Pertanto, il mio invito è quello di utilizzare gli elementi della teoria cognitivista per promuovere nel contesto classe
delle attività di allenamento di apprendimento di potenziamento che possono aumentare la velocità di elaborazione
ma anche la quantità di informazioni che possono essere elaborate contemporaneamente.
Un aumento di capacità sottende un miglioramento delle capacità di elaborazione con lo sviluppo i bambini riescono
ad elaborare contemporaneamente numerose informazioni mentre inizialmente tendono ad elaborare
un'informazione per volta abbiamo visto come con il modello di Piaget come questa tendenza ad elaborare
un'informazione per volta è una tendenza che contrasta il pensiero logico quindi un alunno che tende ad elaborare
una informazione alla volta non riesce a compiere dei ragionamenti di tipo causale e soprattutto ad organizzare in
maniera logica le informazioni.
Inoltre, e gli individui diventano sempre più rapidi nell'elaborazione delle informazioni e questa rapidità viene spesso
misurata in termini di tempi di reazione. Quindi quanto tempo impiega l'alunno a dare una risposta alle mie
sollecitazioni come insegnante. La velocità è associata ad una buona prestazione a livello cognitivo e il segreto sono
le strategie efficaci di elaborazione delle informazioni.
Quindi quello che voi dovete promuovere negli alunni sono l'utilizzo di strategie di elaborazione delle informazioni
che gli permettano di essere rapidi e gli permettono di elaborare il numero maggiore di informazioni possibili
contemporaneamente.
Fondamentalmente affronteremo insieme diversi meccanismi di elaborazione delle informazioni che cambiano nel
tempo. L'individuo esposto alle informazioni presentate nel contesto classe deve compiere tutta una serie di processi
cognitivi. In particolare, deve codificare le informazioni fornite dall'insegnante.
La codifica è un processo di trasformazione degli input sensoriali e migliora con la capacità di ignorare le informazioni
ridondanti e gli permette di focalizzarsi su quelle salienti.
Mentre voi state ascoltando il video delle mie lezioni vedrete come molte delle informazioni che io propongo sono di
natura ridondante, vengono ripetute.
Mentre ci sono delle informazioni nuove, informazioni che sono estremamente rilevanti. Il vostro compito sarà
pertanto quello di selezionare le informazioni rilevanti e di trasformarle in Significato ed elaborare il significato e
trasformarlo in rappresentazioni mentali che siano coerenti con le conoscenze che voi già possedete.
Un altro processo che l'insegnante può promuovere per migliorare l'apprendimento è il processo dell'automaticità è
il processo attraverso cui si elaborano le informazioni con il minimo sforzo cognitivo ad esempio nel contesto classe il
processo di lettura e di scrittura devono diventare automatici in modo che l'individuo possa liberare risorse cognitive
da dedicare al contenuto. Se il processo di scrittura non è automatico l'individuo deve compiere uno sforzo cognitivo
notevole per poter scrivere in maniera corretta in maniera coerente e non può quindi focalizzarsi sul contenuto.

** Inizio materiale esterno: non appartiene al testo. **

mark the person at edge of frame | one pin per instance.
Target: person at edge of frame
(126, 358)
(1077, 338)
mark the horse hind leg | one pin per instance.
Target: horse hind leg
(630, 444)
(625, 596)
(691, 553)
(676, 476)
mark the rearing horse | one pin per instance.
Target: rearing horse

Ecco quindi che l'insegnante è un promotore di conoscenza ma anche di competenze che devono essere
automatizzate.
Inoltre, gli individui devono costruire una strategia di apprendimento in quanto l'apprendimento avviene nei contesti
educativi utilizzando strategie diverse e queste strategie possono essere più o meno efficaci.
La strategia è un processo attraverso cui i bambini elaborano le informazioni e le strategie possono caratterizzarsi
per una auto modifica ovvero si adattano in base alle nuove situazioni di apprendimento.
Pertanto, se una strategia di apprendimento è disfunzionale dovrebbe essere abbandonata per lasciare spazio ad
una strategia più funzionale. Infine, vedremo nel corso delle mie lezioni il processo di metacognizione: è il processo
attraverso cui i bambini riflettono sulla conoscenza delle proprie azioni e quindi riflettono sul modo in cui
acquisiscono le informazioni e su come sanno ciò che hanno acquisito.
Ecco, il primo argomento che tratteremo insieme in questa lezione è l'argomento dell'attenzione. Insieme alla
motivazione è un aspetto centrale per l'apprendimento in quanto l'attenzione è l'interfaccia tra l'individuo e
l'ambiente.
Grazie ai processi di attenzione l'individuo può apprendere le informazioni che vengono trasmesse dagli insegnanti e
può focalizzarsi sulle informazioni rilevanti. Ho scelto per aprire questo argomento una vignetta molto divertente nel
quale un alunno guarda l'orologio appeso sulla parete della propria classe e fa questo commento.
Guardando l'orologio dice “Guarda sono quasi le 11! Wow, le ultime due ore sono veramente volate e poi fa una
riflessione e quindi l'alunno dice" a “Spero che l'insegnante non abbia detto nulla di importante”.
Ecco, un alunno di questo tipo è un alunno estremamente a rischio di insuccesso scolastico in quanto è un alunno
che ha trascorso le ultime due ore di lezione senza focalizzarsi minimamente sulle informazioni importanti trasmesse
nel contesto classe.
Quindi quali sono le strategie che l'insegnante può utilizzare per migliorare i processi di attenzione e in particolare in
che cosa consiste l’attenzione?
Ecco i meccanismi dell'attenzione sono fondamentalmente tre quindi un individuo si trova in uno stato di allerta e
l'allerta è la quantità di attenzione dedicata ad un compito.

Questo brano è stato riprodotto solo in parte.